La Pagode, un cinéma indépendant à l’aube du numérique

Le cinéma La Pagode, de nuit ©La Pagode

L’un des plus beaux et des plus anciens cinémas de la capitale s’apprête à franchir le cap du numérique. Révolution technologique ou transition inéluctable ?

Avec son architecture japonisante et son jardin à l’orientale, le cinéma La Pagode, situé en plein cœur du 7ème arrondissement de Paris, a peu de chance de passer inaperçu. Ce vendredi, des lycéens encore assoupis patientent dans la rue de Babylone. Ils viennent voir Le Silence de Lorna, des frères Dardenne, l’un des derniers long-métrages à être projeté en 35 mm à La Pagode.

Le hall de La Pagode, décoré pour Noël ©Camille Poirier

Pendant qu’une intervenante présente le film aux élèves, Olivier  Cousin, directeur de l’établissement, gravit un escalier tortueux en direction de la cabine de projection. Une grande pièce grisâtre où s’amoncèlent bobines, cartons, affiches, vélos et bouteilles d’eau.
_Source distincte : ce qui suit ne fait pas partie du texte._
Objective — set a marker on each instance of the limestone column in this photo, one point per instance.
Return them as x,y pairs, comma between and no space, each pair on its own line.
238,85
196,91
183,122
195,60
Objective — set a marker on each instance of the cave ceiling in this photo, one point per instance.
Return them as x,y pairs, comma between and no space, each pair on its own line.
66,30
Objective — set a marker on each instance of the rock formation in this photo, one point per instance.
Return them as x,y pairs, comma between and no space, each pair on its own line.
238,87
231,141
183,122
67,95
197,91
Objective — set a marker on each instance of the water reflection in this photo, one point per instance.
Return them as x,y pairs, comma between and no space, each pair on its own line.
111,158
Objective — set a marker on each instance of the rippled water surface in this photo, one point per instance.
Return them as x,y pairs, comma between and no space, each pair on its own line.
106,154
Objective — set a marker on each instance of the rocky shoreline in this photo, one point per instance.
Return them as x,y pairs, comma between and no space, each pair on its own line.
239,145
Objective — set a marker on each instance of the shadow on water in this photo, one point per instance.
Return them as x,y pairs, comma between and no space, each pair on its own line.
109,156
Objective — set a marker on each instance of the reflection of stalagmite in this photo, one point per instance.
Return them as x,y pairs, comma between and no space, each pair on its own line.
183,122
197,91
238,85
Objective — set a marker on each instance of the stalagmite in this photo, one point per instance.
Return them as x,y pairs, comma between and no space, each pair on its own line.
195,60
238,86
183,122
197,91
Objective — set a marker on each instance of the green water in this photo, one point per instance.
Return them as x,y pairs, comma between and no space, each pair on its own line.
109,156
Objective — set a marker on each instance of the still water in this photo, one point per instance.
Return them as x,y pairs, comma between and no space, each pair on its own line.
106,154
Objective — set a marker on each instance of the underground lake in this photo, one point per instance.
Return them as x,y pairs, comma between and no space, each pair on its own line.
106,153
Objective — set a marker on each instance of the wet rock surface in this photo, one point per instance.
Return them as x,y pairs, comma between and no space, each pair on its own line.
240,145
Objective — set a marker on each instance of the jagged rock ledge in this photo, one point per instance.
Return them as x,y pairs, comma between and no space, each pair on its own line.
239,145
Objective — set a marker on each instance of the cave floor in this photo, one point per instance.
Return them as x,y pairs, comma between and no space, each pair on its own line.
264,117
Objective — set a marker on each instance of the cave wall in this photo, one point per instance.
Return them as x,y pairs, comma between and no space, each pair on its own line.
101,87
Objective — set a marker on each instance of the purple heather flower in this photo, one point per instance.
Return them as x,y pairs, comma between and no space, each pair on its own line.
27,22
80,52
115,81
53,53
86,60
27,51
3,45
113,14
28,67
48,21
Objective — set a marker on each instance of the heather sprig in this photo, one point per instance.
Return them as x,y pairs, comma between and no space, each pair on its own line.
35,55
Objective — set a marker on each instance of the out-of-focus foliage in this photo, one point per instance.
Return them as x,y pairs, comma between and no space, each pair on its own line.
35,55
« Nous allons pouvoir conserver nos projecteurs 35 mm en plus des numériques car les cabines sont assez grandes », explique-t-il tout en installant la pellicule. D’ici quelques semaines, ces gestes n’auront plus de raison d’être : La Pagode sera équipée en numérique à partir du mois de janvier 2012. « On est obligés de passer au numérique dans la mesure où les copies 35 mm ne seront plus disponibles. D’ici septembre, 90% des salles seront numérisées ». Le projecteur se met en marche dans un ronflement bruyant. « C’est le bruit magique ! », s’exclame Olivier Cousin.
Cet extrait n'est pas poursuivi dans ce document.